Mr Lawrence asked Ms McMaster whether she had convinced the alleged rape victim to make a formal complaint when she did not want to.
She denied this, saying an informant told her about a lack of progress with the investigation, including a claim that a complaint was made and nothing was done for three months.
She ended up meeting with one of the alleged victims.
"I formed the view that something had happened that needed to be investigated but nothing of substance had happened; it had not been investigated," Ms McMaster told the court.
"The purpose of me going to (authorities) was her welfare, I was very worried about her mental health and welfare."
A former Darwin crown prosecutor now based in Melbourne, Ms McMaster criticised powerful figures during the committal hearing.
That included former NT Attorney-General John Elferink, who she said didn't believe her in a meeting, and Mr Kershaw, along with the possibility his friendship could compromise an investigation.

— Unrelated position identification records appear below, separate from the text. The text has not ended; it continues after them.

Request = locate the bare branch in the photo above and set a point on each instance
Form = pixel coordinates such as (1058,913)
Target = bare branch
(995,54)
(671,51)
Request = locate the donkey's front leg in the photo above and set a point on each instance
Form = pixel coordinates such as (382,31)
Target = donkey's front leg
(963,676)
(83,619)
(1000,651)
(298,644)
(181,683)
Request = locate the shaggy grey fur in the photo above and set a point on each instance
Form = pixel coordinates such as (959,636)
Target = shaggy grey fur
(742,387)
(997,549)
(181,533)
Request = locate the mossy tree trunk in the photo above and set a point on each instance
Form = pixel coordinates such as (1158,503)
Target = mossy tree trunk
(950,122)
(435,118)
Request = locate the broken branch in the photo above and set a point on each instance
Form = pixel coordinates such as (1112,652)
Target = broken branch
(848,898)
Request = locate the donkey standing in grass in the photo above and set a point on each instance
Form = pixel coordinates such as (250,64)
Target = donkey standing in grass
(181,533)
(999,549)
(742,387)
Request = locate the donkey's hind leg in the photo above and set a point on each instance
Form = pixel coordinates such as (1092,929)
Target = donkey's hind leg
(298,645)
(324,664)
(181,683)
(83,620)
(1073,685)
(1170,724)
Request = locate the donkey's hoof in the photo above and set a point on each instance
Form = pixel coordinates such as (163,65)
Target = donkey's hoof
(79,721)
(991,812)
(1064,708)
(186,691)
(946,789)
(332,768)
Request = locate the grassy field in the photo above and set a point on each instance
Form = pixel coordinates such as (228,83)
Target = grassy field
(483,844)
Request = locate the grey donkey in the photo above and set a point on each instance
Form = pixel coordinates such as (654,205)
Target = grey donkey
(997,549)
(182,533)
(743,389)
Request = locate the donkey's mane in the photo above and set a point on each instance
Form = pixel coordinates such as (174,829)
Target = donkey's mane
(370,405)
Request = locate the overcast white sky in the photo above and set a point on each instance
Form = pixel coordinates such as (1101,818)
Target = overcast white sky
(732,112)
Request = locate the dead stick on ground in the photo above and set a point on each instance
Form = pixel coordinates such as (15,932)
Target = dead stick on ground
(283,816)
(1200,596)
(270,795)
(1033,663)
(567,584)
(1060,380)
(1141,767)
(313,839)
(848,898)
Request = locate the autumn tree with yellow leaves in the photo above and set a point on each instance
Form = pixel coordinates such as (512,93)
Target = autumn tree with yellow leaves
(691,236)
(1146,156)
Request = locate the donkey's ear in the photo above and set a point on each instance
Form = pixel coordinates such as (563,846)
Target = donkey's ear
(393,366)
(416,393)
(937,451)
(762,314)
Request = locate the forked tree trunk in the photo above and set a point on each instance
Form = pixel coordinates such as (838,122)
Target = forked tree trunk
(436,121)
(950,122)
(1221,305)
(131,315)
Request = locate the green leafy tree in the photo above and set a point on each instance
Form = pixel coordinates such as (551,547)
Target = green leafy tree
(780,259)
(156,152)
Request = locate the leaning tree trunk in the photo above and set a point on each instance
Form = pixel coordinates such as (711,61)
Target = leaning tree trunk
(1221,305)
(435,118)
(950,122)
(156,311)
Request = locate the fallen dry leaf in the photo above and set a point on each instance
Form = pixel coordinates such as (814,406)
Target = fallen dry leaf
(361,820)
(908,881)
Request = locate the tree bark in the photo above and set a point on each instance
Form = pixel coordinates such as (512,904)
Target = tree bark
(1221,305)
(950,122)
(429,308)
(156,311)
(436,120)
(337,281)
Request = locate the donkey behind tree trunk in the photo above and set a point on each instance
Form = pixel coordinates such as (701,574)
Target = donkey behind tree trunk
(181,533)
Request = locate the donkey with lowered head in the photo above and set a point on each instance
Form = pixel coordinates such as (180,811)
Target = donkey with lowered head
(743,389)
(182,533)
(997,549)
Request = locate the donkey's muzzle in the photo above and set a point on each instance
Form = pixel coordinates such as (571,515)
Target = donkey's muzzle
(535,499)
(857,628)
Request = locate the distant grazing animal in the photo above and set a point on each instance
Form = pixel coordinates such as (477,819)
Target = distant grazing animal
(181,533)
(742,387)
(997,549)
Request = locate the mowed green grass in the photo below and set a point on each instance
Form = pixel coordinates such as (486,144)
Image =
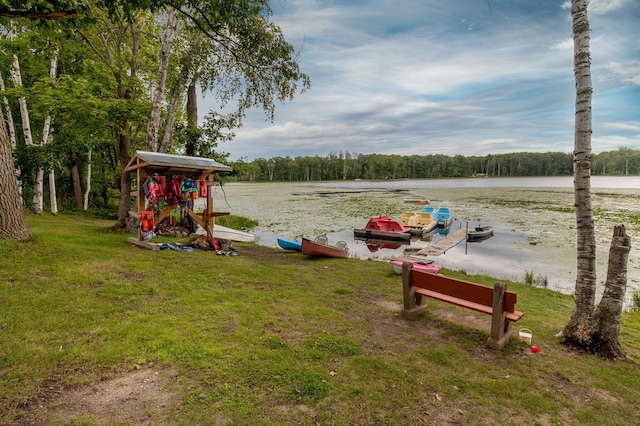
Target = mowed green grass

Mr Elferink has angrily rejected Ms McMaster's claims.
"Ms McMaster is in error to suggest that she wasn't believed. Not only was she believed but her concern regarding an internal police investigation was also taken seriously and acted upon," he said.
Ms McMaster had "raised the issue of a lack of confidence in the police investigating a senior officer" so he referred it to Ms Monaghan, he said.
"The reason that was done was to ensure that there was an external body engaged with the police to ensure that a proper investigation was carried out.
"This appears to have been done as I understand the police officer in question has subsequently been charged."
Bravos was released on bail with a $1000 surety on Friday with a trial date to be fixed.